Number of New Front Page Links By Hour

Interestingly, it looks like both services experience a spike in new front page content at 9am, something that was not revealed by the clock.

This is a table of numbers that does nothing to, for example, highlight which are the high and low days for each site, or where there is typically a huge drop-off. Digg’s numbers between Thursday and Friday drop by over 20% while Reddit’s drop by only 8%.

Number of New Front Page Links by Weekday

Top 10 Most Common Words Appearing in Titles

What does breaking each list into 2 columns and squeezing them into a chalkboard graphic add to the visualization of this data? My takeaways from this are that Redditors are obsessed with themselves (#1 overall term), and Diggers are fond of sex and “infographics” (#3 & #5 terms, even if by infographic they mean “pretty pictures with a few data points”).

But really, this simply highlights the fact that Reddit supports self threads where the community has a discussion hosted on reddit.com itself, and so Reddit will often appear in the title. I don’t think that’s the way Digg works.
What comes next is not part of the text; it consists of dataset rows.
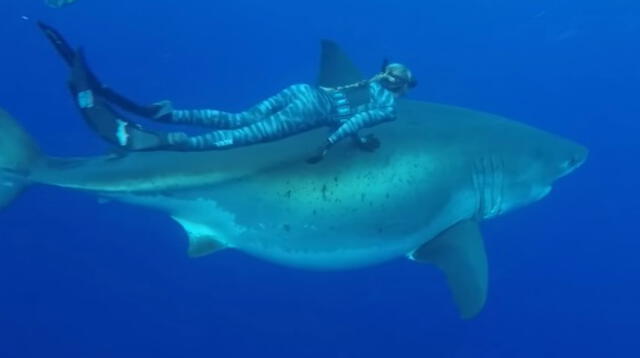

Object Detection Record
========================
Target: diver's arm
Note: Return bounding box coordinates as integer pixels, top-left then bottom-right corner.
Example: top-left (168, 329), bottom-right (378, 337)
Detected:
top-left (327, 106), bottom-right (396, 145)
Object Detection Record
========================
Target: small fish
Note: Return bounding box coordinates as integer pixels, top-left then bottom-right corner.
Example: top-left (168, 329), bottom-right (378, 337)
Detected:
top-left (44, 0), bottom-right (76, 8)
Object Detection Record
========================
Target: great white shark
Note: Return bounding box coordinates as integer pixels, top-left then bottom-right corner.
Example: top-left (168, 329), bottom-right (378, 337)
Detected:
top-left (0, 41), bottom-right (587, 318)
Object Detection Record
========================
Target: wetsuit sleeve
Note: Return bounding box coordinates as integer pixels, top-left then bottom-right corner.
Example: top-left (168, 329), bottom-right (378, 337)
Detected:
top-left (327, 106), bottom-right (396, 144)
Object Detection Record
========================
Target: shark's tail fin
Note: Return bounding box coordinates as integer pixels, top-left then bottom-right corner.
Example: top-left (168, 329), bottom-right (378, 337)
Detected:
top-left (0, 108), bottom-right (42, 209)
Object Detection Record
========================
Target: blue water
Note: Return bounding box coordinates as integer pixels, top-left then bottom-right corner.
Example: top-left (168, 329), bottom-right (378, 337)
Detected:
top-left (0, 0), bottom-right (640, 358)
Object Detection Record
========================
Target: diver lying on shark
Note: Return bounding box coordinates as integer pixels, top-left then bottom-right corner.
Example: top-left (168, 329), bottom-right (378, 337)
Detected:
top-left (39, 23), bottom-right (417, 163)
top-left (0, 25), bottom-right (587, 318)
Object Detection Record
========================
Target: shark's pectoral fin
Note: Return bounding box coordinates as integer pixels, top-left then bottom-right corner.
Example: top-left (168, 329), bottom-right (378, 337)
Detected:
top-left (410, 220), bottom-right (488, 318)
top-left (172, 216), bottom-right (226, 257)
top-left (107, 194), bottom-right (245, 257)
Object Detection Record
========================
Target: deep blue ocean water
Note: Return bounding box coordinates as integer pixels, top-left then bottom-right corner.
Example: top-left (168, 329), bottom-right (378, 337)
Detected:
top-left (0, 0), bottom-right (640, 358)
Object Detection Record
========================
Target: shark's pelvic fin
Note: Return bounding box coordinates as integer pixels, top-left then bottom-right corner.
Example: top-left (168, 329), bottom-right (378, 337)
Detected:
top-left (410, 220), bottom-right (488, 318)
top-left (107, 194), bottom-right (244, 257)
top-left (318, 40), bottom-right (364, 87)
top-left (173, 216), bottom-right (226, 257)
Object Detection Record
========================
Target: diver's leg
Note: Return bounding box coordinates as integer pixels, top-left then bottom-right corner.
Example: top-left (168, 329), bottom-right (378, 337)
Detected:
top-left (169, 96), bottom-right (325, 150)
top-left (166, 84), bottom-right (315, 129)
top-left (69, 51), bottom-right (171, 150)
top-left (38, 22), bottom-right (162, 118)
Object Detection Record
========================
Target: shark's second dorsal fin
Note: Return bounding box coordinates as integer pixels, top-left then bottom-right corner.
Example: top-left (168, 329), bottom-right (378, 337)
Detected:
top-left (317, 40), bottom-right (364, 87)
top-left (410, 220), bottom-right (488, 318)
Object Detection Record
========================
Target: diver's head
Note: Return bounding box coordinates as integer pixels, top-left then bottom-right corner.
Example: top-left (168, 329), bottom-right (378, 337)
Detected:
top-left (376, 63), bottom-right (418, 96)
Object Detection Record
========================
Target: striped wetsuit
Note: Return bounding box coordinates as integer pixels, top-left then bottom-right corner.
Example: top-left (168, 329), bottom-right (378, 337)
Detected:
top-left (166, 82), bottom-right (395, 150)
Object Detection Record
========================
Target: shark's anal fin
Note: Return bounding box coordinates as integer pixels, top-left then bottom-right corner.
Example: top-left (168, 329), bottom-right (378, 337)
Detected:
top-left (410, 220), bottom-right (488, 318)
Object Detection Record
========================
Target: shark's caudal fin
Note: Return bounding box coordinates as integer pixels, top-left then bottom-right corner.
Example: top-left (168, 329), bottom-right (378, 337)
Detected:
top-left (411, 220), bottom-right (488, 318)
top-left (0, 108), bottom-right (41, 209)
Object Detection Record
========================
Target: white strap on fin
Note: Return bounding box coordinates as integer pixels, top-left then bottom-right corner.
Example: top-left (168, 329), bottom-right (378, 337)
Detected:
top-left (410, 220), bottom-right (488, 318)
top-left (173, 216), bottom-right (226, 257)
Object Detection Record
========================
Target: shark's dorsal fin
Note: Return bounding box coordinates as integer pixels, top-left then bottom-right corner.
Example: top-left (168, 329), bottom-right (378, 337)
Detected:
top-left (317, 40), bottom-right (364, 87)
top-left (410, 220), bottom-right (488, 318)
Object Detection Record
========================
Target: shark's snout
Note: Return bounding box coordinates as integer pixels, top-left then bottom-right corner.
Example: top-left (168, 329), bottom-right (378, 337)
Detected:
top-left (561, 147), bottom-right (589, 176)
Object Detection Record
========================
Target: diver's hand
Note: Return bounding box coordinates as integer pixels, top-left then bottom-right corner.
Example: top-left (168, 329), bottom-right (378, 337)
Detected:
top-left (150, 100), bottom-right (173, 121)
top-left (356, 134), bottom-right (380, 152)
top-left (307, 142), bottom-right (331, 164)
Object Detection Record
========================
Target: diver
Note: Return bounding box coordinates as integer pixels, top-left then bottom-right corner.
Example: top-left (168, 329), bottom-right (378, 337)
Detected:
top-left (40, 24), bottom-right (416, 163)
top-left (143, 63), bottom-right (416, 162)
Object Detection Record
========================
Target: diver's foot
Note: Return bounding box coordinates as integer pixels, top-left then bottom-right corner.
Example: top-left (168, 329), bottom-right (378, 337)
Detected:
top-left (356, 134), bottom-right (380, 152)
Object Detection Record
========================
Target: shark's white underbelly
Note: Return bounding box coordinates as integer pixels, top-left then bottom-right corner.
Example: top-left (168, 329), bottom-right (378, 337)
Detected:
top-left (136, 185), bottom-right (476, 270)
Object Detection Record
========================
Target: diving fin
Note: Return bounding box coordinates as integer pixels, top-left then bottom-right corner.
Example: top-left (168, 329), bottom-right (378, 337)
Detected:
top-left (69, 49), bottom-right (165, 150)
top-left (38, 21), bottom-right (157, 118)
top-left (409, 220), bottom-right (488, 318)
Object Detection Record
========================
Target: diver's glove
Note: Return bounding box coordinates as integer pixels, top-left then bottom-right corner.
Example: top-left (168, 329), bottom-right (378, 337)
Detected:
top-left (356, 134), bottom-right (380, 152)
top-left (307, 141), bottom-right (332, 164)
top-left (149, 100), bottom-right (173, 122)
This infographic is comprised of single numbers placed on the sites’ respective logos. That’s it. But the definition of each data point includes both sites (a link first appears on X site, then later appears on Y), so having only one logo doesn’t convey the idea behind the data. You could also do something like this and be clearer, in plain text:

  • Digg → Reddit: 6
  • Reddit → Digg: 22

Even better would be to dive into which links made it onto the other site to see if we can draw some conclusions from those specific instances. At this point the data serve only as fodder for Reddit pride. (“Digg is copying our links!”)

Summary

This graphic may be nice to print out and tack on the wall of your cubicle — it’s eyecatching and contains some useful data points. But as an infographic I don’t think it does anything to aid in the interpretation or understanding of the data it presents.

Also, if you didn’t take the time to read the fine print at the top of the graphic — and you likely didn’t with all the eye candy shouting at you below — you wouldn’t have noticed the two different methodologies for determining popular links. On Digg, they gathered links that hit the front page. On Reddit (I believe due to personalization factors and subreddits), they took links that reached 100 upvotes. This may be the reason why in charts like Number of New Front Page Links by Weekday Digg appears to get more than twice as many links on the front page as Reddit.